Tobias’s dad didn’t get away with a heist. He genuinely believes his son is a god-level scorer.

Here are some clips of Tobias looking like one of the top scorers in the league, just in case his dad is reading this.

Truthfully, he was a great scorer in Los Angeles but he played on a team with far more ball movement than Philadelphia has.

The 2019 Los Angeles Clippers didn’t really have anyone on the roster who holds onto the ball for too long.

Danilo Galinari made some plays from the top of the key with Landry Shamet and Pat Bev running around the perimeter for 3’s and Tobias and Lou Williams doing some work off the dribble.

It was a cool and suuuuper specific roster that Tobias benefited from but he was moved next to Joel Embiid and now James Harden, and Tobias has yet to figure out how to make an impact off the ball.

Tobias Harris scored a combined 21 points in Game 6 and Game 7 against the Boston Celtics this postseason.

The 2 biggest games of the season and Tobias the Assassin put up Bruce Brown numbers.

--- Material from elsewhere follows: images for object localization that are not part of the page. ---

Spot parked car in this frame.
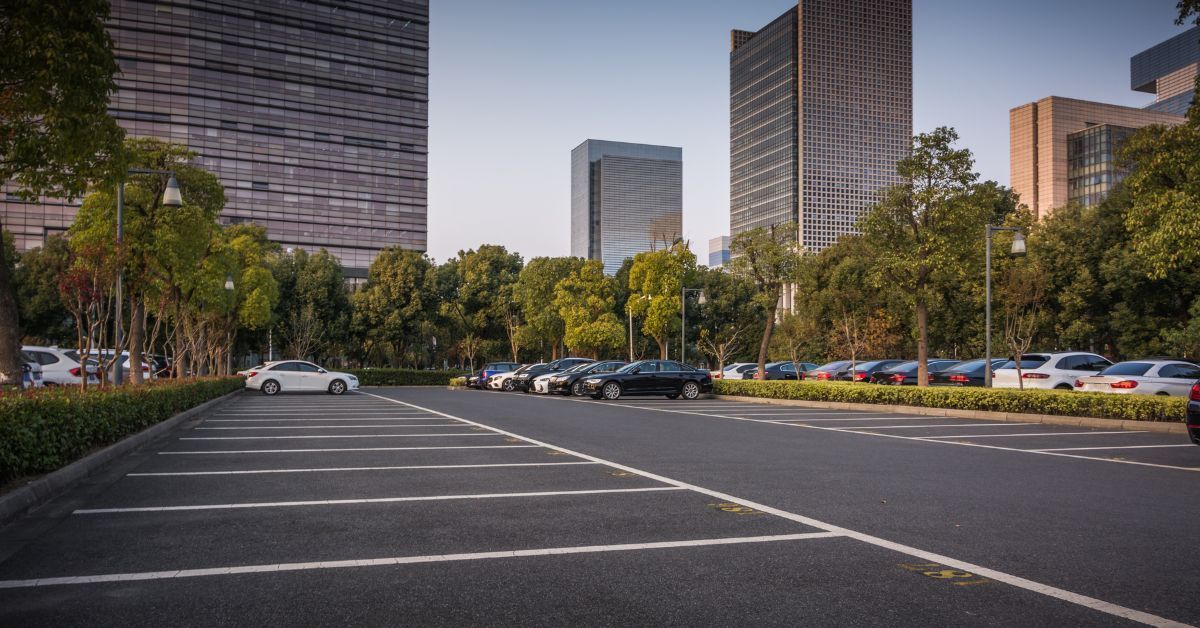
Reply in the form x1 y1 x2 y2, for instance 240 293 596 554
929 358 1008 387
875 359 961 385
992 352 1112 390
839 359 907 382
582 359 712 401
20 358 44 389
244 360 359 395
1187 381 1200 446
712 362 756 379
513 357 593 392
488 364 535 391
1073 360 1200 396
148 354 173 378
806 360 852 381
84 349 156 380
471 362 521 389
21 345 99 386
548 360 628 396
745 361 817 380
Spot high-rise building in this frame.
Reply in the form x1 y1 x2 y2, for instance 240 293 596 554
708 236 731 268
729 0 912 252
1132 26 1200 116
0 0 429 278
1010 97 1182 218
570 140 683 275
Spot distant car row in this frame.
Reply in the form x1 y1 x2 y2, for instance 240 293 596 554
467 357 712 400
712 351 1200 397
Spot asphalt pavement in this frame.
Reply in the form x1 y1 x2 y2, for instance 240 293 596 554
0 387 1197 626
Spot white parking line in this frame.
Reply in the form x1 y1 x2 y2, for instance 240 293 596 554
830 423 1036 431
0 532 840 590
918 431 1144 439
212 411 425 416
194 424 469 430
73 486 685 514
159 445 543 455
1031 444 1194 452
365 392 1189 627
179 433 501 440
204 417 446 422
128 461 599 477
766 416 964 423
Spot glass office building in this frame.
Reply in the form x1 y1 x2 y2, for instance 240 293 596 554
708 236 731 268
1132 26 1199 116
730 0 912 252
0 0 429 277
570 140 683 275
1066 124 1136 208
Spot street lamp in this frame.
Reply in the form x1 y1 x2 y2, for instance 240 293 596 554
984 225 1027 388
681 286 705 365
224 274 235 291
113 170 183 386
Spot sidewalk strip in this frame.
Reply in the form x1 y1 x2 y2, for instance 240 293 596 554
73 487 685 514
159 445 543 455
128 462 597 477
0 533 839 589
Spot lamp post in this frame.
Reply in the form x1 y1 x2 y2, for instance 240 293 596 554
113 170 183 386
984 225 1026 388
681 287 705 365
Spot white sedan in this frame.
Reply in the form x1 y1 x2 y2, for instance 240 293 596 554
244 360 359 395
1074 360 1200 396
486 370 519 391
531 373 556 394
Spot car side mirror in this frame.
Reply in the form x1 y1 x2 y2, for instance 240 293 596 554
319 368 327 374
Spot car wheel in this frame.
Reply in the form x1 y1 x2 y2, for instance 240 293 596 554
502 378 515 392
681 381 701 400
328 379 346 395
601 382 622 400
570 381 583 396
261 379 280 396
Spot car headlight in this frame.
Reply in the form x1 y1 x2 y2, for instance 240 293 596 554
585 378 601 384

He’s too slow and predictable to be a cutter like Aaron Gordon.

He’s too slow and predictable to be a real threat in transition.

He’s too slow and predictable to take better defenders off the dribble.

Tobias Harris is one of the highest-paid players in the NBA and his job is essentially to stand around the 3-point line and put his hands out, in the off chance the balls comes your way.

There have probably only been maybe, what? 8-9 real ‘assassins’ in NBA history.

Tobias Harris is the 10th, just in case his dad is reading this.

 

So what’s next for Tobias Harris?

At long last, Tobias is in the final year of his preposterous contract.

Round of applause to Harris for being alongside Embiid for all these years and never catching any of the blame for the Sixers failing to reach the Eastern Conference Finals.

The best way for Philadelphia to improve is trading Tobias for multiple bodies that give the team more depth and get the $39 million invisible man off the floor.

So I’ve made a quick list of teams that could use the services of a player who disappears for long stretches of the game:

1. Shanghai Sharks: That Eric Bledsoe/Tobias Harris pick-n-roll is going to be a PROBLEM for the Shenzhen Leopards.

2. Mets de Guaynabo: I don’t know if Tobias fits well with ball-dominant big men but DeMarcus Cousins is a far greater passer than Embiid so I could see Tobias and Boogie running the floor with Renaldo Balkman and dominating the Puerto Rican leagues.

3. My local LA Fitness: Come back to Long Island, Tobias. Literally every street leads to a beach. It’s fire.